Why, you should ask? Because up to now countries in Africa have not created the institutions needed to provide good governance and economic freedom, and have not invested in public health or education. And the aid given to them has not worked. In short, Millennium Challenge Grants create an incentive for the poor countries of Africa to put good policies in place by making them a precondition for aid rather than something to be done after the aid arrives. Unfortunately from my view, Geldof and the other rocking wheezers have given the kleptocrats in Africa their junkie fix and delayed reform and the Bush Administration, for agreeing to this, needs to be held accountable, as Easterly concludes.
you could hold aid agencies accountable for results if the aid agenda was less utopian, just concentrating on specific tangible steps to help poor people. Researchers have found many programmes that reach the poor: subsidies to parents to keep children in school, free textbooks for school children, de-worming medicines, nutritional supplements, education on condoms and treatment for other sexually transmitted diseases to prevent Aids, indoor spraying to control malaria, fertiliser subsidies, vaccination, and water provision.

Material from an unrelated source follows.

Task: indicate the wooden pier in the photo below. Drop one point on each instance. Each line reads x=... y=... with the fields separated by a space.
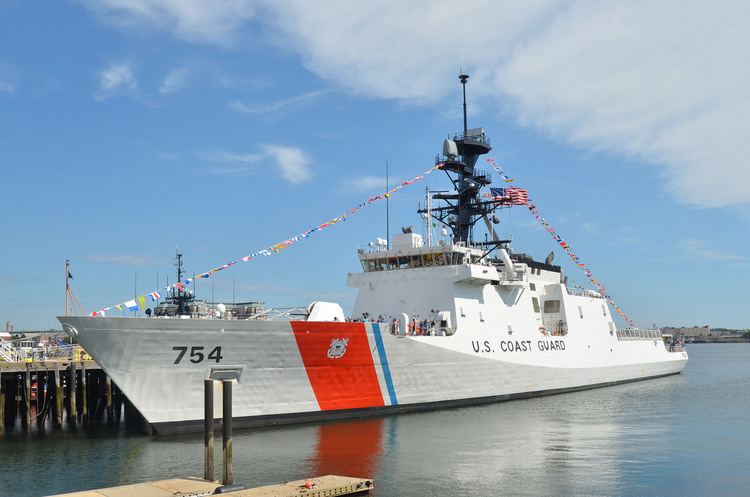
x=323 y=486
x=55 y=391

Aid agencies need independent evaluation of the effects on the poor of their programmes. What aid agencies do today is mostly self-evaluation. Aid agencies are only accountable if independent evaluators judge them. In short, three steps - individual responsibility of aid agencies, a less utopian agenda for aid and debt relief, and independent evaluation - are more likely to help the poor than even more utopian campaigning for more aid and debt relief.

To all of you who will be listening to Madonna and Coldplay at Live8, you deserve congratulations for your compassion for Africa's desperate poor. Direct your energies at the outrage of aid and debt relief dollars not reaching those same poor. Ask the aid agencies why those 12-cent medicines have still not reached children dying of malaria. Don't let aid agencies shun individual accountability and hide behind utopian agendas and self-evaluation. Once that outrage is fixed, let's go ahead and increase foreign aid.

But the money is spent now, without regard for these conditions.